Antwoord:
Gebruik de logaritmische eigenschappen:
Dat merk je
Uitleg:
Wat is x als log_4 (100) - log_4 (25) = x?
X = 1 log_4 (100) -log_4 (25) = x => gebruik: log (a) -log (b) = log (a / b): log_4 (100/25) = x => vereenvoudig: log_4 (4 ) = x => uselog_a (a) = 1: 1 = x of: x = 1
Vereenvoudig (-i sqrt 3) ^ 2. hoe vereenvoudig je dit?

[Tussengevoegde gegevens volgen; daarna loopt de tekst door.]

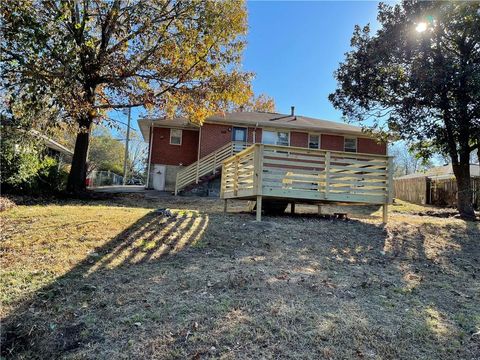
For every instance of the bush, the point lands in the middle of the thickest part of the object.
(24, 167)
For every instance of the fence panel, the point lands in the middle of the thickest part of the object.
(413, 190)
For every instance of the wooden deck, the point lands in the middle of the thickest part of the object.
(307, 176)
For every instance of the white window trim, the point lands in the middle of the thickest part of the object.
(350, 137)
(319, 140)
(181, 136)
(278, 130)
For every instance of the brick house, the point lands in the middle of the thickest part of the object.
(176, 145)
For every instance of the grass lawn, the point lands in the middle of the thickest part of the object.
(119, 280)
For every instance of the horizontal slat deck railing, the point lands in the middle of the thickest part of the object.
(307, 174)
(209, 164)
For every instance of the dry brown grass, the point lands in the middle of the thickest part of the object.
(116, 280)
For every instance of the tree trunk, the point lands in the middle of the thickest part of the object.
(465, 193)
(78, 172)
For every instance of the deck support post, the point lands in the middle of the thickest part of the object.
(259, 208)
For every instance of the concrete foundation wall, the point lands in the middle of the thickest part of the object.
(170, 176)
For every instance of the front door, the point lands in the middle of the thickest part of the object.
(159, 177)
(239, 136)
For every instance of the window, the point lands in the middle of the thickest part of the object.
(350, 144)
(314, 141)
(275, 137)
(175, 137)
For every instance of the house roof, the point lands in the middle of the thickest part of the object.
(260, 119)
(52, 144)
(442, 172)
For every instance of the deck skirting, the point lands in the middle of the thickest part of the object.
(307, 175)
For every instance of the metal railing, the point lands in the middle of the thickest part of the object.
(208, 164)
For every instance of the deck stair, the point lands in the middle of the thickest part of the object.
(206, 167)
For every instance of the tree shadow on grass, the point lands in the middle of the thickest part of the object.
(47, 325)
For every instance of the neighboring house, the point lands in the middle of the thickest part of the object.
(437, 186)
(54, 148)
(179, 151)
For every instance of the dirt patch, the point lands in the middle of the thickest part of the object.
(122, 280)
(6, 203)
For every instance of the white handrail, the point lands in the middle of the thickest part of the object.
(207, 164)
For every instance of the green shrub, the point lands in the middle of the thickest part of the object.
(24, 167)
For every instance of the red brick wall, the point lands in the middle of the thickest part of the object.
(258, 135)
(213, 137)
(164, 153)
(331, 142)
(370, 146)
(298, 139)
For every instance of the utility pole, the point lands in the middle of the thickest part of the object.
(126, 147)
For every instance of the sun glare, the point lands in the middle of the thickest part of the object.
(421, 27)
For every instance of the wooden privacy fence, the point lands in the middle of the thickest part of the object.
(443, 192)
(309, 175)
(433, 190)
(413, 190)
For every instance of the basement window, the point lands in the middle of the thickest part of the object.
(275, 137)
(175, 137)
(314, 141)
(350, 145)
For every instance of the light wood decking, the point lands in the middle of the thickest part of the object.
(307, 175)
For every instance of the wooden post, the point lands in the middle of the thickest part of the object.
(235, 177)
(259, 207)
(327, 173)
(390, 180)
(258, 168)
(214, 163)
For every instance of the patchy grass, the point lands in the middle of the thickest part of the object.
(118, 280)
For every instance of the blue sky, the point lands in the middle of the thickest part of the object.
(294, 47)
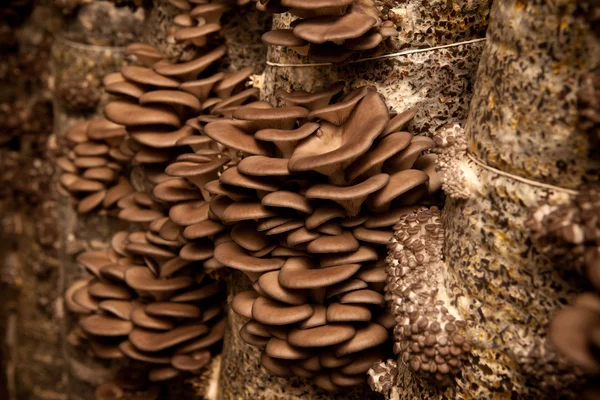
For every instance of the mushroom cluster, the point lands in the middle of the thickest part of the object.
(329, 30)
(159, 100)
(143, 302)
(429, 335)
(91, 169)
(307, 215)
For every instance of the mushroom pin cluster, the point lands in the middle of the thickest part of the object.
(91, 169)
(429, 336)
(310, 210)
(144, 302)
(329, 30)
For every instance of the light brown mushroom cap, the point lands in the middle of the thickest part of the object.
(234, 256)
(399, 183)
(269, 284)
(321, 336)
(150, 341)
(101, 325)
(191, 69)
(128, 349)
(338, 312)
(334, 28)
(287, 199)
(246, 235)
(281, 349)
(131, 114)
(192, 362)
(337, 147)
(143, 320)
(342, 243)
(233, 137)
(274, 313)
(146, 76)
(349, 197)
(374, 159)
(263, 166)
(301, 273)
(141, 279)
(243, 302)
(368, 337)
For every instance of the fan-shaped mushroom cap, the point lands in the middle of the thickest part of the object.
(246, 235)
(243, 302)
(337, 312)
(337, 147)
(274, 313)
(140, 278)
(201, 88)
(349, 197)
(191, 69)
(312, 101)
(300, 273)
(146, 76)
(287, 199)
(406, 158)
(142, 320)
(278, 118)
(321, 336)
(173, 310)
(342, 243)
(152, 342)
(171, 97)
(131, 114)
(263, 166)
(192, 362)
(334, 28)
(368, 337)
(233, 137)
(374, 159)
(399, 183)
(281, 349)
(119, 308)
(101, 325)
(269, 284)
(232, 255)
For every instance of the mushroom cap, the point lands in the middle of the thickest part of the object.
(101, 325)
(233, 137)
(131, 114)
(399, 183)
(287, 199)
(321, 336)
(234, 256)
(270, 312)
(150, 341)
(269, 284)
(366, 338)
(263, 166)
(300, 273)
(146, 76)
(281, 349)
(283, 37)
(191, 68)
(243, 302)
(342, 243)
(337, 147)
(334, 28)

-3 We kunnen de originele functie in zijn uitgebreide vorm schrijven zoals getoond (-isqrt (3)) (- isqrt (3)) We behandelen ik als een variabele, en sinds een negatieve tijd is een negatieve gelijk aan een positieve en een vierkantswortel keer dat een vierkantswortel van hetzelfde nummer gewoon dat getal is, krijgen we de onderstaande vergelijking i ^ 2 * 3 Onthoud dat i = sqrt (-1) en we werken met de hierboven getoonde wortelregel, we kunnen vereenvoudigen zoals hieronder getoond -1 * 3 Nu is het een kwestie van rekenen -3 En daar is je antwoord :)

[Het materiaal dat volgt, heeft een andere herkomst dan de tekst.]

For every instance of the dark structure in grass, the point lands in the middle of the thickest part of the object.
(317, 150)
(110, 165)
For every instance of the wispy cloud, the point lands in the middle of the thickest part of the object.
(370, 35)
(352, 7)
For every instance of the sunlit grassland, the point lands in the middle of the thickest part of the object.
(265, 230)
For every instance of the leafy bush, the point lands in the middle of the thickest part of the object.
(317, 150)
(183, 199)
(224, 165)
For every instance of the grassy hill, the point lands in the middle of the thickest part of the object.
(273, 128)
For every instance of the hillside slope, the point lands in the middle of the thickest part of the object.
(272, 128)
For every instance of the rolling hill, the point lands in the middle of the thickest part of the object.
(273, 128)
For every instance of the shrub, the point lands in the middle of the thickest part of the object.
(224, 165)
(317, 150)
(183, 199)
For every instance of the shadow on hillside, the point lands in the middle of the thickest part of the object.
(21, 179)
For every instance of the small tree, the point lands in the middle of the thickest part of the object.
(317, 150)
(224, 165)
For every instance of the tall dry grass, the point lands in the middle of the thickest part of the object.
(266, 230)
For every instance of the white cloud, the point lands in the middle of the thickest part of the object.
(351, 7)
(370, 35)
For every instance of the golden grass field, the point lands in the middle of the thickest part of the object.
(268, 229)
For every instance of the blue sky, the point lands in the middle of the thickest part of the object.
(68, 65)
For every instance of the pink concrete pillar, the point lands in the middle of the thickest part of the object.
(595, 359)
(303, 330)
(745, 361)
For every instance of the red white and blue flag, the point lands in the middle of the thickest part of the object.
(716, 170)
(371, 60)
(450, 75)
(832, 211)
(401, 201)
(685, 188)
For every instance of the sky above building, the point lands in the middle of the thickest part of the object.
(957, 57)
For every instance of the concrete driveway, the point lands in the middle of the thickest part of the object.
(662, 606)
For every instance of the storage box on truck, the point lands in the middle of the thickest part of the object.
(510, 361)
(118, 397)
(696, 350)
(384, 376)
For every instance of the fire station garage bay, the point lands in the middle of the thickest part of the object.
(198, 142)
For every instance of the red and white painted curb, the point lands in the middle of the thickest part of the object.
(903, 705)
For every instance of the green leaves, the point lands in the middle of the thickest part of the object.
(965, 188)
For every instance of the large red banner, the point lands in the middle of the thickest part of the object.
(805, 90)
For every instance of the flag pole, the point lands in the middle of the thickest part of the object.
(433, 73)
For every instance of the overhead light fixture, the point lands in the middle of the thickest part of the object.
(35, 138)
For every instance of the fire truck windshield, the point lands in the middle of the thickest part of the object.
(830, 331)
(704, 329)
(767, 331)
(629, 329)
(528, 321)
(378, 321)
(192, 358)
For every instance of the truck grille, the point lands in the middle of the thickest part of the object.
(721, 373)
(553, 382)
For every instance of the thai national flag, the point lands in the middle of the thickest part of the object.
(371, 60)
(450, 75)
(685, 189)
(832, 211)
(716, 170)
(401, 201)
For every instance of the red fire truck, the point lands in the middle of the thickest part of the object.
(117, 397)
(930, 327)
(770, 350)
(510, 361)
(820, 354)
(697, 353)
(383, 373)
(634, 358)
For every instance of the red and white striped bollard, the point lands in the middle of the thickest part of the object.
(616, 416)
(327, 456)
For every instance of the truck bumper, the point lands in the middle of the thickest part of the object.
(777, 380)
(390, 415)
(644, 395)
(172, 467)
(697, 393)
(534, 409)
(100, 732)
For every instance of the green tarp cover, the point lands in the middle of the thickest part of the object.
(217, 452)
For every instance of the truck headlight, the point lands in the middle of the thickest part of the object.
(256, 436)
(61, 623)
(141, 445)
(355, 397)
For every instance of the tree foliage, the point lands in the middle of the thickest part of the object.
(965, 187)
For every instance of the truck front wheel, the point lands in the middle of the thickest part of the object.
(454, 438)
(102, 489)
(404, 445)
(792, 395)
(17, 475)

Hoe los je log_4 x = 2-log_4 (x + 6) op?
Log_4x + log_4 (x + 6) = 2-> log_4 (x * (x + 6)) = 2 -> (log_4 (x ^ 2 + 6 x)) = 2-> 4 ^ 2 = x ^ 2 + 6x- > 0 = x ^ 2 + 6x-16 (x + 8) (x-2) = 0-> x = -8 en x = 2 Ant: x = 2 Combineer eerst alle logboeken aan één kant en gebruik de definitie om verander van de som van de logs naar het log van een product. Gebruik vervolgens de definitie om de exponentiële vorm te wijzigen en los op voor x. Merk op dat we geen log van een negatief getal kunnen nemen, dus 8 is geen oplossing.